Sunday, June 4, 2017

Greifenklau's cat - a random thought draft

There's a threshold you cross at some point -- barely noticeable, perhaps, because if it happens, it generally means Crisis has saddled up and come down the mountain, and your attention is elsewhere. It's that point where you stop asking people older than you "Hat sie was gesagt?" It's the point where you are banishing youth from the high part of your day, and making time to visit Onkel Greifenklau, der alt und gelähmt ist. Not because it stokes your superego to give up some precious hours to the old and infirm -- your hours aren't all that precious yet and God knows you've pissed enough of them away in lesser causes. It is no longer the easy and, dare one say, smug charity of the green. It's because it pleases the old man to not be eating lunch alone. Because you have begun to see the shadows as much as the sunlight, and perhaps, if you're a woman the Marschallin's age -- or older -- you've seen how people, yourself included, begin to fade into the invisible and inaudible.

"Hat sie was gesagt?"

Because your solidarity now is with the people on the far side of that question.
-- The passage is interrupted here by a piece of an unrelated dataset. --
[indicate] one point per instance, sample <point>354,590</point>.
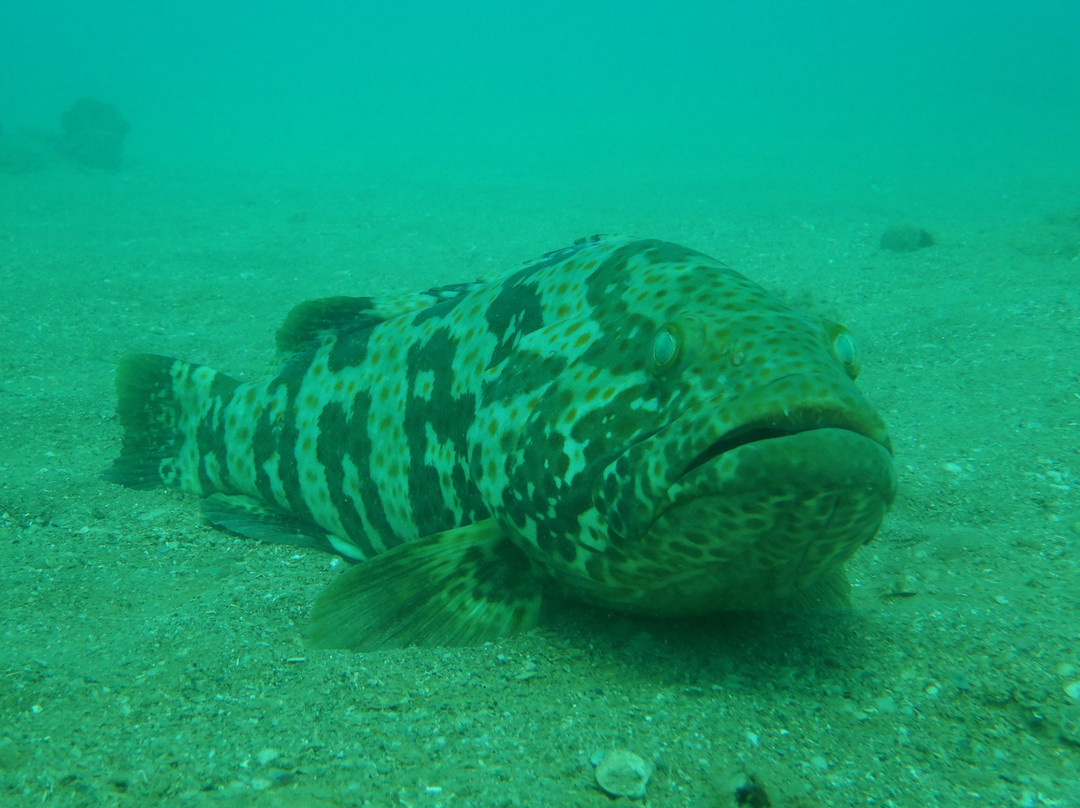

And anyway, maybe Greifenklau has all the good jokes. Maybe, given half a chance, he sheds great stories like a tree sheds leaves in autumn. Maybe all the good craic, as the Irish musos say, is around the lunch table over at his place.

Or maybe he's been around the block enough times to know more or less exactly what Marie Therese is going through. Maybe she goes to him because she knows he'll say "Christ's sake, Resi, that kid is an idiot and he might just get you killed. Send the boy packing and find someone who understands the risks." And she'll know he's right. Maybe she knows the old man's had his own entanglements with young noblemen. Maybe she'll know he knows all about love and risk, because whenever she comes for lunch she's greeted by the valet, who gives her the weekly report -- as he's done for several years now -- and she can see he's eaten alive with worry.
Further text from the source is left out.